The media has a tendency for pack behavior. And the current favorite is to suggest that the fires hitting the Northwest is "the new normal."
That we can expect years in our immediate future to be like this year because of anthropogenic global warming. With all the smoke and fire around eastern Washington and Oregon it sounds compelling, right?
The trouble is that it is clearly not true.
There is no reason to expect that greenhouse gas-caused warming will produce more fires during the next few decades, although the story changes as we get to the end of the century. Let's look at the situation more carefully.
There are a variety of ways we can show why the "new normal" hypothesis makes no sense.
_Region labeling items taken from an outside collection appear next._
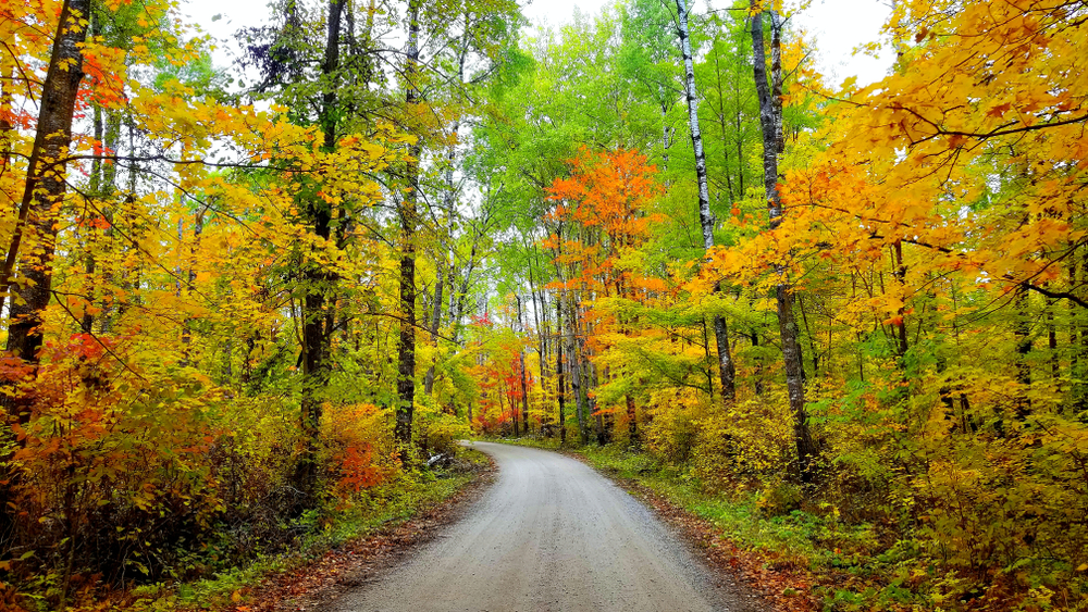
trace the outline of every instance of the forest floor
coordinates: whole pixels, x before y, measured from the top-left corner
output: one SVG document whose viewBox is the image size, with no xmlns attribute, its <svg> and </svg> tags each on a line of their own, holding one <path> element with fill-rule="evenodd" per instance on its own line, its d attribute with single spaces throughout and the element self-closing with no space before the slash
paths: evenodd
<svg viewBox="0 0 1088 612">
<path fill-rule="evenodd" d="M 494 482 L 495 464 L 469 450 L 454 470 L 410 503 L 379 510 L 295 549 L 235 567 L 215 577 L 171 587 L 137 587 L 78 610 L 118 612 L 286 612 L 317 610 L 368 576 L 406 555 L 457 522 Z M 2 608 L 2 605 L 0 605 Z"/>
<path fill-rule="evenodd" d="M 474 470 L 462 475 L 448 497 L 421 504 L 416 513 L 382 524 L 371 533 L 306 560 L 287 572 L 265 576 L 257 585 L 231 594 L 222 612 L 286 612 L 319 610 L 358 588 L 374 574 L 397 565 L 404 558 L 460 520 L 472 502 L 494 482 L 495 464 L 482 453 Z M 235 595 L 237 594 L 237 595 Z"/>
</svg>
As I have discussed in several of my blogs, the last year has been crazy warm, a huge anomaly from normal. If the area was drying and warming due to the steadily growing greenhouse gas concentration in the atmosphere, one would expect a long-term trend in temperature, dry surface conditions, and snowpack.
But no such trend exists.
Let's start with snow pack, since a lot of the media have been claiming that low snow pack is a major element of this year's fires (something my friends in the wildfire community do not support by the way). Here is the amount of water in the Northwest snow pack (SWE) for the last 30 years. The blue lines are the annual value and the red is a smoothed curve of this data.
The snowpack on April 1, 2015 was the lowest on record. But it is an outlier and there is little apparent downward trend over the past three decades. This is not the kind of variation you would expect if global warming was the culprit.
What about temperature? Here is a plot form the NOAA "Climate at a Glance" website showing May-July temps over Washington State. 2015 is the warmest, although 1958 was close. But there is really very little upward trend.
Let me show highlight by getting rid of 2015 and before 1925 when the record was not reliable. You see much trend? Not really.
What about the trends of July temperatures over the eastern slopes at the Cascades, say at Ellensburg and Wenatchee from 1925-2014? Here they are. VERY small warming trend.
So this year does NOT represent the culmination of a trend toward heat waves and low snowpack, but a huge anomaly, one that is associated with natural variability.
We can come to the same conclusion from basic physical understanding of the climate system. Our extreme weather has been associated with a very anomalous configuration of the upper level flow, with a huge, persistent ridge over the West Coast and a trough over the east. The eastern U.S. has been far COLDER than normal.
As I have discussed in previous blogs, there is no reason to expect such an amplified wave pattern with global warming. Global climate models forced by increased greenhouse gases don't show this behavior. Careful studies of changes in the upper flow during the past half century do not show it. Theoretical work suggests that this hypothesis makes no physical sense. One or two authors have pushed this idea ("the lazy jet theory") but their work has been thorough disproved in the peer-reviewed literature.
Picture of the Chelan Fire, Courtesy of the Seattle Times
The bottom line is this: the extreme snowpack and temperature conditions this year was a huge anomaly driven by natural variability. It is not a "new normal". Next year, even though it will be an El Nino year will undoubtedly be less extreme.
Global warming WILL be a serious issue for the Northwest, but that is in our future. This year gives you a taste what the temperatures and snowpack will be like at the end of the century. The cause will be different, but the end result will be similar. We must prepare for the conditions of the end of century, but we will have decades to do so.
Is there an upward trend of wildfires in the U.S? The answer is no. Here are the latest year to date wildfire numbers for the U.S.. Actually less fires this year, but acres are up...but there is no trend.
A graph from the Seattle Times showed the same thing. Interestingly, the ST had an updated version in the print version and online...but the online version disappeared. I won't comment on why they removed it.
Regarding the eastern Washington wildfires, there is another issue. The eastern slopes of the Cascades have burned for millennia. Wildfire is a central part of the ecosystem there. Too many folks have moved into the hills above Chelan, Wenatchee and elsewhere, putting themselves at risk.
For example, go to GoogleMaps and explore around Chelan area with their satellite option. They are many homes up in to the hills, located where no one should be (see below). Just as folks should not build homes near frequently flooding rivers, no one should build homes were frequent fires have raged over thousands of years.
Another issue, mentioned by Dave Wilson in the comment section below, is poor timber management practices along the eastern Cascade slopes. Contemporary eastern slope forests are very different than the originals, which were far less vulnerable to massive crown fires. And, of course, having large numbers of people throwing cigarette buts and fireworks into a flammable environment is hardly natural.